Olikrom, nouvel acteur de la lutte contre la contrefaçon

Cette startup produit des pigments intelligents qui changent de couleur lorsqu’ils sont soumis à des conditions thermiques ou physiques particulières. De quoi détecter notamment des produits contrefaits. Les fabricants de biens susceptibles d’être copiés peuvent être intéressés par cette technologie issue des recherches du CNRS.

La startup Olikrom vient d'inaugurer une usine près de Pessac (33). © Olikrom

La startup Olikrom vient d’inaugurer une usine près de Pessac (33). © Olikrom


Avec le développement du e-commerce, la contrefaçon explose. A titre d’exemple, en 2017, plus de 3 millions de médicaments et produits de santé ont été saisis par la douane. 75% provenaient de commandes effectuées sur Internet. Si la contrefaçon frappe de plein fouet l’industrie pharmaceutique, elle affecte d’autres secteurs, à commencer par celui du luxe, mais aussi l’alimentation, le BTP etc. Ce phénomène est d’ailleurs amené à s’accentuer avec la démocratisation des imprimantes 3D. Grâce à ces machines d’impression, n’importe quel objet est reproductible à l’identique. Le progrès aidant, demain l’œil nu ne suffira plus à détecter la contrefaçon.

Une innovation issue du CNRS

D’où l’intérêt des pigments intelligents concoctés par Olikrom. Cette startup, qui compte quatorze personnes dont huit à la R&D, a été créée en 2014 par son président Jean-François Létard, autrefois directeur de recherche à l’Institut de chimie de la matière condensée de Bordeaux qui dépend du CNRS. C’est là même qu’ont démarré les recherches sur des pigments intelligents. Lesquels donnent l’alerte en changeant de couleur lorsqu’ils sont soumis à différents paramètres tels qu’un choc, une élévation ou une baisse de température, la présence de certains gaz, etc.

Ouverture du premier site de production

Les industriels peuvent alors sécuriser leurs produits en intégrant ces pigments d’origine organique ou inorganique dans la matière. Tous les secteurs sont susceptibles d’être intéressés par cette innovation, qui est passée à l’étape de production industrielle.

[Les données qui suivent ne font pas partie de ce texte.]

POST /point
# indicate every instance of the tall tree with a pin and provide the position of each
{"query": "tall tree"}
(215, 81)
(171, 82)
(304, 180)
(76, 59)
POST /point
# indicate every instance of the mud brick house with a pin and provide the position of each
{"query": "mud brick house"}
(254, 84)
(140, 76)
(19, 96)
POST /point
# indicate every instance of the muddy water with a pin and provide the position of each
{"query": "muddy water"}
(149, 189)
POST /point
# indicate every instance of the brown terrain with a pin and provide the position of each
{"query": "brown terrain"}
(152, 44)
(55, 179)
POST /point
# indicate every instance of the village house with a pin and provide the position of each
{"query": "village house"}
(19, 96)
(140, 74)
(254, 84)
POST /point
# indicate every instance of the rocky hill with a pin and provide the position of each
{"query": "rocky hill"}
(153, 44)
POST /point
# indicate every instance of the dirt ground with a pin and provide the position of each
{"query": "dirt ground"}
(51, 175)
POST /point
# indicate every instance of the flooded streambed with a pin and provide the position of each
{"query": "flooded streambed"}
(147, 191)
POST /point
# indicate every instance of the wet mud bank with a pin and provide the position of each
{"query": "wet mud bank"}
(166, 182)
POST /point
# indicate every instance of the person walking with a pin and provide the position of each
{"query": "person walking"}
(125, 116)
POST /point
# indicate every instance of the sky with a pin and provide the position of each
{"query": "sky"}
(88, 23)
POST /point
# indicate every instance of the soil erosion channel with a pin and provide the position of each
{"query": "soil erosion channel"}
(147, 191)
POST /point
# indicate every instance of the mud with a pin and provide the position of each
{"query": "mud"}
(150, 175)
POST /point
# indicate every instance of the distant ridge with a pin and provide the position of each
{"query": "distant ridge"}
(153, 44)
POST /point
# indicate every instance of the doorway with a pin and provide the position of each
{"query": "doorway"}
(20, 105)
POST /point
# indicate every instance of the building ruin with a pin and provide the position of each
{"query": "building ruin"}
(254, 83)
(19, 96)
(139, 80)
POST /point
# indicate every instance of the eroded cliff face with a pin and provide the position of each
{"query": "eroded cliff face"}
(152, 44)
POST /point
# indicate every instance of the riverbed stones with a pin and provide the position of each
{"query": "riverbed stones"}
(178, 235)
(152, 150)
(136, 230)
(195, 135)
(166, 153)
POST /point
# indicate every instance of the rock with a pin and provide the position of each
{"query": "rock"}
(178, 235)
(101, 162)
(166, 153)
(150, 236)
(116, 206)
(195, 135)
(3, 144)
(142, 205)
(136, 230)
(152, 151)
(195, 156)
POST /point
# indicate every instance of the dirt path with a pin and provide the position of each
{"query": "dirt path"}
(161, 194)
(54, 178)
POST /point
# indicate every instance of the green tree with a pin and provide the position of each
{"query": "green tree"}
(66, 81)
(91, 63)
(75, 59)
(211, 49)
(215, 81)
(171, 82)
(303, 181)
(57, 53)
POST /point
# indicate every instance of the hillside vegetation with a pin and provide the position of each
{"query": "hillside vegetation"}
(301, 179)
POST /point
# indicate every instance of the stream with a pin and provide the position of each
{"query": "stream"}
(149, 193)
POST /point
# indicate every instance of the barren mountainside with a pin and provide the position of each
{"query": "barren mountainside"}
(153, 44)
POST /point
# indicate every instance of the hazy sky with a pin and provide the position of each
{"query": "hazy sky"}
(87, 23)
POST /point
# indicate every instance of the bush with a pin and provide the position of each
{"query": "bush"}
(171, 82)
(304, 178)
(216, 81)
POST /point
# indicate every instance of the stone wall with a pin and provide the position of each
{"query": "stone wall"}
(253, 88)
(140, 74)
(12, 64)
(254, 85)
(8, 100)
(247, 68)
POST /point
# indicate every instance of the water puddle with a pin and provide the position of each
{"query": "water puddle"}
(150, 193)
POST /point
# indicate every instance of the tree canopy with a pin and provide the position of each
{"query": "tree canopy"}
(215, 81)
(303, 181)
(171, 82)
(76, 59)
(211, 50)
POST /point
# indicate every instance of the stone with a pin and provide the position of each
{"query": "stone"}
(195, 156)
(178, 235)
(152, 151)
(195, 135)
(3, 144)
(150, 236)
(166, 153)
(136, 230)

Olikrom vient d’ouvrir à côté de Pessac (33) sa première unité de production, d’une capacité d’une centaine de kg pour la production d’encres spéciales et de plus d’une tonne pour les peintures. « Pour financer nos développements, nous venons de lever 4,5 millions d’euros auprès de Starquest, Bpifrance et la région Nouvelle Aquitaine », indique le président d’Olikrom.

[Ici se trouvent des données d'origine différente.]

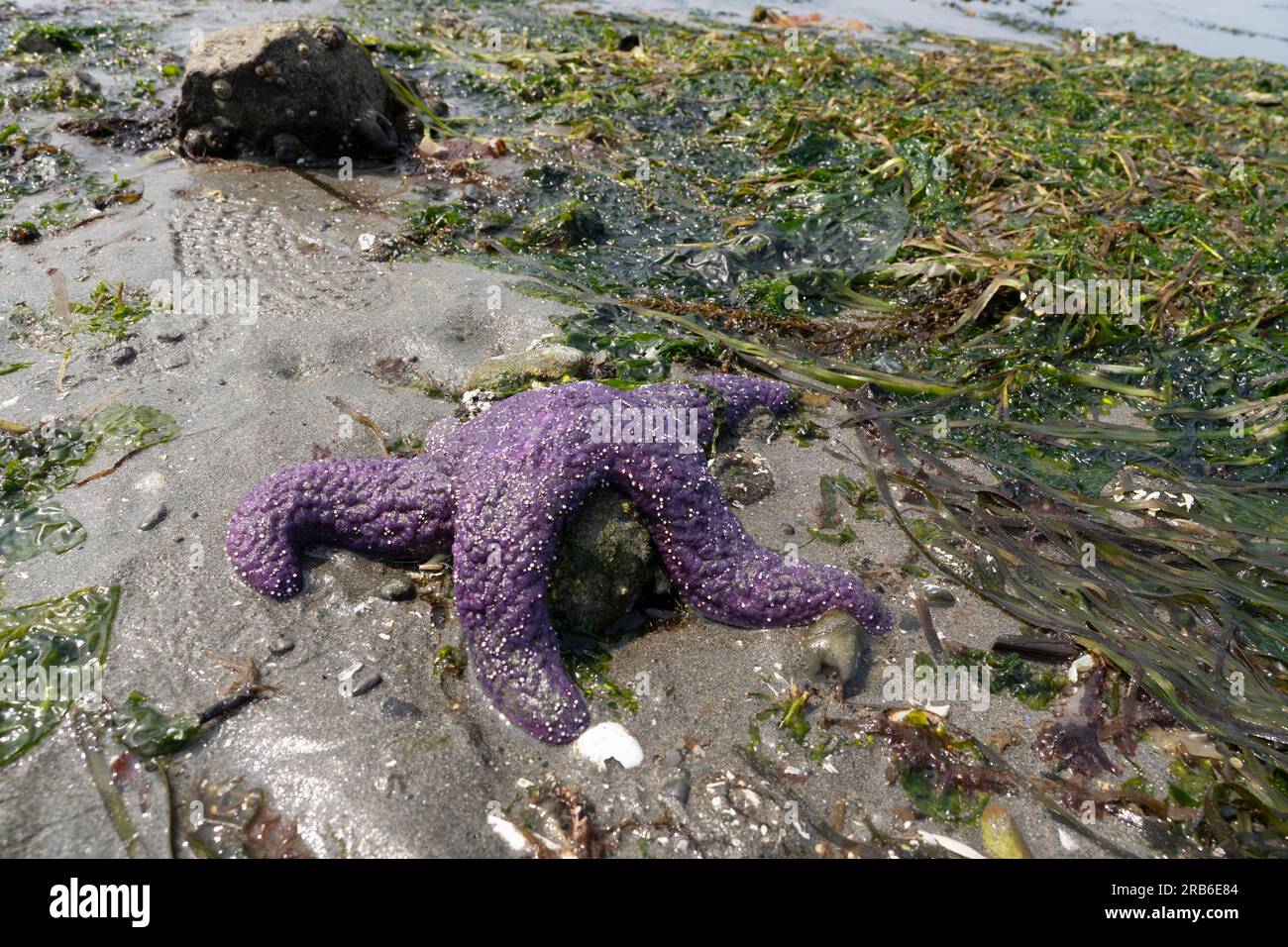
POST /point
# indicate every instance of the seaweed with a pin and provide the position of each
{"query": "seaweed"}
(52, 655)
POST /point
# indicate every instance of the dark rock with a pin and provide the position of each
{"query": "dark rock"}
(366, 684)
(291, 90)
(398, 589)
(154, 517)
(605, 562)
(25, 232)
(678, 788)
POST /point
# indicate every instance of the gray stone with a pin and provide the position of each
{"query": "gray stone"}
(290, 89)
(833, 644)
(678, 788)
(153, 517)
(938, 594)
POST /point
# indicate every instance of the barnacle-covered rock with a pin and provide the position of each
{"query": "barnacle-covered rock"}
(288, 90)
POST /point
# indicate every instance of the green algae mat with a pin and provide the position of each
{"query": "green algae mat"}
(1067, 266)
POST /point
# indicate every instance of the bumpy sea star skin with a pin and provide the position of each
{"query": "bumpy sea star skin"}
(496, 491)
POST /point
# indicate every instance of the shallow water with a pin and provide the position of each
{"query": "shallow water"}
(1254, 29)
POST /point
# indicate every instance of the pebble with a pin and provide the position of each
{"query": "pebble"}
(833, 644)
(398, 589)
(154, 517)
(606, 741)
(368, 684)
(938, 594)
(678, 788)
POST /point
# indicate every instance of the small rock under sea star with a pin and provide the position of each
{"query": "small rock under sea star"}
(496, 489)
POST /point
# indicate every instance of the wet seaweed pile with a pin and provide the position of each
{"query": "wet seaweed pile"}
(1065, 268)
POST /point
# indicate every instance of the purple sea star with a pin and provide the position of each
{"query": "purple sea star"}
(496, 489)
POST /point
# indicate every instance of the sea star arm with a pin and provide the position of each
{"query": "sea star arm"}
(502, 554)
(712, 561)
(375, 505)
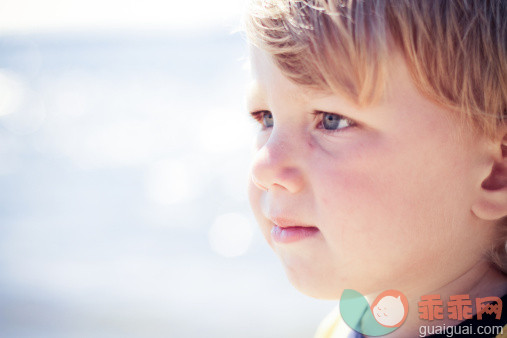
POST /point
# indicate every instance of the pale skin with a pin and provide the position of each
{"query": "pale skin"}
(396, 194)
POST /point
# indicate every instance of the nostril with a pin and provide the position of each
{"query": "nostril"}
(257, 184)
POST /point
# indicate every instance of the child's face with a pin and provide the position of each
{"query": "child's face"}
(385, 196)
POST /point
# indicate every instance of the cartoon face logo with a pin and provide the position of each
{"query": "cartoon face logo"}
(390, 308)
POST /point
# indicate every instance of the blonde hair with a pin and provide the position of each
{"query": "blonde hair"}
(456, 52)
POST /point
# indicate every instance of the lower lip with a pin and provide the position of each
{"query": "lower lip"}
(292, 234)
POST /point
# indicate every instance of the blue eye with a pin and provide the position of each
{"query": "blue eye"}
(334, 122)
(264, 117)
(267, 119)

Des pigments dédiés à la sécurité routière

Parmi la soixantaine de clients que compte la startup, tous ne sont pas mobilisés sur des problématiques de contrefaçon. A l’instar de Safran ou Airbus, qui utilisent ces pigments pour sécuriser le vieillissement des structures de leurs appareils. De son côté, Eiffage vient d’inaugurer deux kilomètres de piste cyclable luminescente. La peinture utilisée est actuellement en cours d’évaluation. Si les résultats s’avèrent positifs, notamment en termes de robustesse au frottement, elle contribuera à limiter les risques routiers en signalant les endroits dangereux sur les routes dépourvues d’éclairage.